The other reason, of course, is that for three crews at least – MAPFRE, Dongfeng Race Team and Team Brunel – there is so much is at stake, with either of them capable of winning the race overall, and so stress levels are up.
In the last 24 hours the fleet has headed out to sea and then gybed back on a northeasterly heading as the big winds of possibly the last big depression to hit this fleet come into play.
Once again we are seeing the sailors getting fire-hosed by tons of water cascading off the bow – the trademark characteristic of these boats in heavy weather.
Dongfeng Race Team has been fighting hard in its battle with MAPFRE who currently lead the stage by four miles from Dongfeng, with Turn the Tide on Plastic in third place (+6), Team AkzoNobel fourth (+7.5) and Team Brunel fifth (+8.5).

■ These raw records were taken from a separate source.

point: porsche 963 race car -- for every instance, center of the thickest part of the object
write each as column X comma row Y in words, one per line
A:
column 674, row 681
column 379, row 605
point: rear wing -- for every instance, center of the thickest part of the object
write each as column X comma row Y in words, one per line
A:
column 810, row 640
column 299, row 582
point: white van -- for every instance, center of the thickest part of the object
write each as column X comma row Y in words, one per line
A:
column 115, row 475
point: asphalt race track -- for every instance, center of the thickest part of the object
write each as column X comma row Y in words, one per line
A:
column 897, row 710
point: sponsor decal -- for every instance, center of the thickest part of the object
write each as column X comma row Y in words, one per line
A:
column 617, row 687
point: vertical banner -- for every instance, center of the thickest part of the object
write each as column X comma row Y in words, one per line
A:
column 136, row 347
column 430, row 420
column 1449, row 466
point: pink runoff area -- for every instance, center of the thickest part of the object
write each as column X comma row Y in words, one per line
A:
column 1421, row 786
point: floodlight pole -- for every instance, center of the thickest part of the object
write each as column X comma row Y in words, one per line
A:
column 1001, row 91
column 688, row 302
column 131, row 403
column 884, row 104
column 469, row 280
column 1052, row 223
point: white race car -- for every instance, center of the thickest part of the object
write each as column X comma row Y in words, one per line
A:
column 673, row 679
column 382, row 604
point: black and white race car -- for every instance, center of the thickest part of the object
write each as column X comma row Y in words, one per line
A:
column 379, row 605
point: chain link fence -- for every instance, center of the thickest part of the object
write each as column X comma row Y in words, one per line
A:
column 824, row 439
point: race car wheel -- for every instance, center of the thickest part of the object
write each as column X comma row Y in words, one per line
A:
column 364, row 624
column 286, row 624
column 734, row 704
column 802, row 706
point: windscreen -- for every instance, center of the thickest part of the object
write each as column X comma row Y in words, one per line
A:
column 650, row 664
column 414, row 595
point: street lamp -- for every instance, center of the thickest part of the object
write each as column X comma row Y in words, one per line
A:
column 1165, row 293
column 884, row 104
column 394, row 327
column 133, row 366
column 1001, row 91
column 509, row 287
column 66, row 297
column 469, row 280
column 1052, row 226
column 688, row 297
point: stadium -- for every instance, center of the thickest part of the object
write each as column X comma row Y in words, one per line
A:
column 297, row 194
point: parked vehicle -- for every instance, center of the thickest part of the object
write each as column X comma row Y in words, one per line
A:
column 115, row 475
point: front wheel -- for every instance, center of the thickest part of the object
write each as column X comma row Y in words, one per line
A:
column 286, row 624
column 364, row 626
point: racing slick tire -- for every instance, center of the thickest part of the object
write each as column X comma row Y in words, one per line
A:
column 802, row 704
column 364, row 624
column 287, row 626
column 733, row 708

Right now the yachts are rocketing towards the remote St Kilda islands on their way to Sweden at average speeds of 23-25 knots and with only 700 miles left to sail to the finish.
The latest video shows some of the first heavy weather action after flatter seas when the first white caps indicated the approach of this powerful weather system.
On Dongfeng navigator Pascal Bidegorry has been spending possibly more time than usual on deck, keeping an eye on the other boats, most of which have been in visual range.
Steering duties on the Chinese-flagged yacht have been shared recently by skipper Charles Caudrelier, Kevin Escoffier, Jack Bouttell and Fabien Delahaye wearing distinctive fluorescent orange gloves.
Just before the weather turned Kevin gave us his summary of the situation on this critical leg. “Now the wind will increase,” he said. “”It will be downwind up to 30 knots and we are going inside the Shetlands tomorrow.
“Now we have to be fast with good manoeuvres and try to catch up on MAPFRE – we have to be fast to close on them…most of the navigation choices have been made now, so now it’s a speed contest,” he added.